The plaintiff argued that the issuance of the mining permit to Premier Elkhorn was in violation of SMCRA and applicable Kentucky regulations for multiple reasons. First, the plaintiff alleged that it received inadequate notice of the permit application, because it was not listed in the permit application and public notice of the mining permit. Specifically, the plaintiff argued that a complete SMCRA permit application and adequate public notice require a listing of all owners of record of the property to be mined. Second, plaintiff alleged that SMCRA requires the written consent of all surface owners, not just a limited number of cotenants, before a mining permit can be issued.
The district court granted the plaintiff’s motion for a temporary injunction in its June 13 ruling. The court held that SMCRA requires the consent of all surface owners before the issuance of a permit. The court rejected the defendants’ common law justification of the permit’s issuance as irrelevant to the interpretation of SMCRA. “When Congress meant to punt to State law, it did so expressly.” Further, the court ordered the Secretary to inspect Premier Elkhorn’s permit and mining operation and decide whether to order cessation of mining operations. During the pendency of the Secretary’s inspection, Premier Elkhorn is enjoined from mining on the plaintiff’s property.

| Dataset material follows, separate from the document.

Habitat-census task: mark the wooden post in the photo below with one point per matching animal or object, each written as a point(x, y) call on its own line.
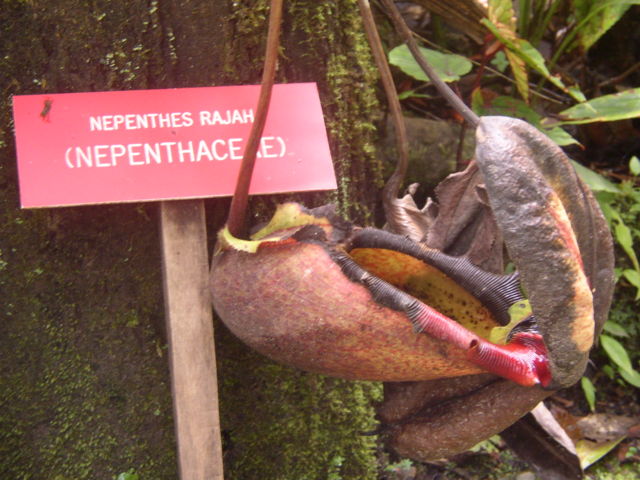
point(190, 332)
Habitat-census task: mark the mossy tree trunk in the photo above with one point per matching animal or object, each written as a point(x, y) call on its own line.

The court’s decision and interpretation of SMCRA could have significant consequences across Kentucky’s extractive industries in addition to threatening the validity of existing permits. KDNR quickly responded to the court’s decision by issuing an internal policy memorandum to permit review staff addressing surface owner consent in several estate situations. Going forward, KDNR will require that the full names of all record surface owners be listed in the public notice of a permit application; designations such as “et al.” will not be accepted. KDNR has also indicated it will finalize its policy on this issue in the form of a Reclamation Advisory Memorandum to the coal industry.